Wednesday, January 5, 2011

Citizen-centric access to statistics - project summary

The project will investigate the possibilities to define an easy-to-use, powerful, and flexible standard interface for communication of statistical data and metadata between the dissemina­tion databases of statistics producers (statistical agencies) and citizen-centric applications, developed by entrepreneurs or by citizens themselves.


  1. Hi project team. I welcome this project, support it and wish it luck. It is important to reach a situation where free access to data in standard format across organisations is available.
    However I find some exaggerations or doubtful statements that may be counterproductive. For instance this
    "many governmental agencies, including national statistical offices ... often still prefer to develop and implement new services themselves, rather than leaving this to the entrepreneurs, working in free competition and on their own risk, without the budget limitations and other restrictions existing for government agencies."
    There is no harm done in statistical offices offering good and understandable presentations of their data, as long as they allow everyone else to make better (or worse) presentations; on the contrary, statistical offices may in many cases possess insights that allow them to present data correctly, point out important aspects and avoid pitfalls of gross misunderstandings (I was recently presented with very nice and convincing presentations of statistics made by a very clever entrepreneur, but where the message was a clear nonsense correlation). As long as this doesn't prevent entrepreneurs to do their work, everyone should be happy - it is even beneficial for the entrepreneurs to have the competition from stats offices, and let users choose themselves if they believe in one or the other, and which presentations they want to look at.

  2. what's the difference with the SDMX project?

  3. SDMX is a standard developed by 7 international organisations for exchange of data and metadata between national statistical institutes and international organisations. Our project aims at citizens, entrepreneurs, and others who want to access statistical data and metadata in a simple, efficient, and standardised way for further use and analysis in their own applications. One of our project members, Björgvin Sigurdsson from Statistics Iceland, has analysed these needs in a paper and a presentation that can be downloaded from His conclusion is that registry-based approaches like SDMX tend to become too complex for individual citizens and entrepreneurs who do not necessarily have access to technically advanced IT specialists.
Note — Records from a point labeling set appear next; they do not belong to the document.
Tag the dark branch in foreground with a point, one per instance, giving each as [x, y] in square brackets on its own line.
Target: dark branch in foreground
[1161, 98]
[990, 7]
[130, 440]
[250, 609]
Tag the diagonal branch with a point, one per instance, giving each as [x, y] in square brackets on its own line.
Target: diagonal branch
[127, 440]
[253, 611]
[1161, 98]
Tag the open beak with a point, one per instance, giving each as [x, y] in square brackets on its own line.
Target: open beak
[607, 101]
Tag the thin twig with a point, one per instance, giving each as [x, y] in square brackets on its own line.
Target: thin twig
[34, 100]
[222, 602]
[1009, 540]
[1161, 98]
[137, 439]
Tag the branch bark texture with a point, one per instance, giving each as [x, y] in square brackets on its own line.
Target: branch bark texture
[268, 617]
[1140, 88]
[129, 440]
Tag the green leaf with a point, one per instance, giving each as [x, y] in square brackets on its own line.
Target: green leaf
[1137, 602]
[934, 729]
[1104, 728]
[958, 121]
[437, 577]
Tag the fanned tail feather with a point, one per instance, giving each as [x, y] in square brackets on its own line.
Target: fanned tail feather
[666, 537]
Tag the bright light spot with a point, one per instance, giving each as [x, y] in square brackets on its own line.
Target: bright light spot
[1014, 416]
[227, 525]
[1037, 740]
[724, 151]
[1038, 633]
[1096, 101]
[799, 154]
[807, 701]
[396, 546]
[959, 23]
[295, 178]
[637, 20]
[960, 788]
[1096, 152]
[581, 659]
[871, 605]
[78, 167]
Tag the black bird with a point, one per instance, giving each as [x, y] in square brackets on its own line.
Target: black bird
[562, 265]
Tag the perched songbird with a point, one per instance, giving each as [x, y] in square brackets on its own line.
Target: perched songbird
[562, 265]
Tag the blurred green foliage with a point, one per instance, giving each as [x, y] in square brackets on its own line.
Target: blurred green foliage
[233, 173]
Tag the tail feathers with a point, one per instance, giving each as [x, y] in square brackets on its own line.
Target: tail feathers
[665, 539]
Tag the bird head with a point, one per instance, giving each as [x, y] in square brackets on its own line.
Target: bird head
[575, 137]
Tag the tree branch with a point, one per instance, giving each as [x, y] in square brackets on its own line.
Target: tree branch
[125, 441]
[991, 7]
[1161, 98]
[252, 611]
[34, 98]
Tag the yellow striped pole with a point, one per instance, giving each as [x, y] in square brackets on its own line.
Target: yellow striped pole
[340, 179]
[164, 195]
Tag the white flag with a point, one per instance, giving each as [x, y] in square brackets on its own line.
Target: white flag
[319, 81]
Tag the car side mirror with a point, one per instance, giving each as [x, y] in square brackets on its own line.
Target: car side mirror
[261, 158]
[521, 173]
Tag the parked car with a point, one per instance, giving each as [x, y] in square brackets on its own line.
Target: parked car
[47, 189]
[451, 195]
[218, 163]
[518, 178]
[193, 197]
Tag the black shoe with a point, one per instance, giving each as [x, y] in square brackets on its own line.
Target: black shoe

Maybe SDMX can be further developed to meet these requirements, but other approaches also need to be investigated, like APIs, web services, and maybe others, as discussed by Björgvin.

  4. I agree with Lars Thygesen that statistical offices have a lot of valuable knowledge and competence to offer all users of statistics, casual users as well as professional analysts and entrepreneurs, developing new methods and tools for getting more value out of the statistics produced by tax-funded statistical offices. However, I do not think that statistical offices should *compete* with their own customers. Instead they should use their tax-funded knowledge and competence to *support* all their users, when these users have good ideas about how to further exploit the benefits of official statistics. This can be done in many important ways: by ensuring that statistical data are of good quality, well documented, etc, and by ensuring that statistical data and metadata are made available to everyone, including citizens, analysts, and entrepreneurs, as easily and efficiently as possible, in most cases free of charge – as part of the public task that the citizens and taxpayers have entrusted the statistical offices through their democratically elected leaders.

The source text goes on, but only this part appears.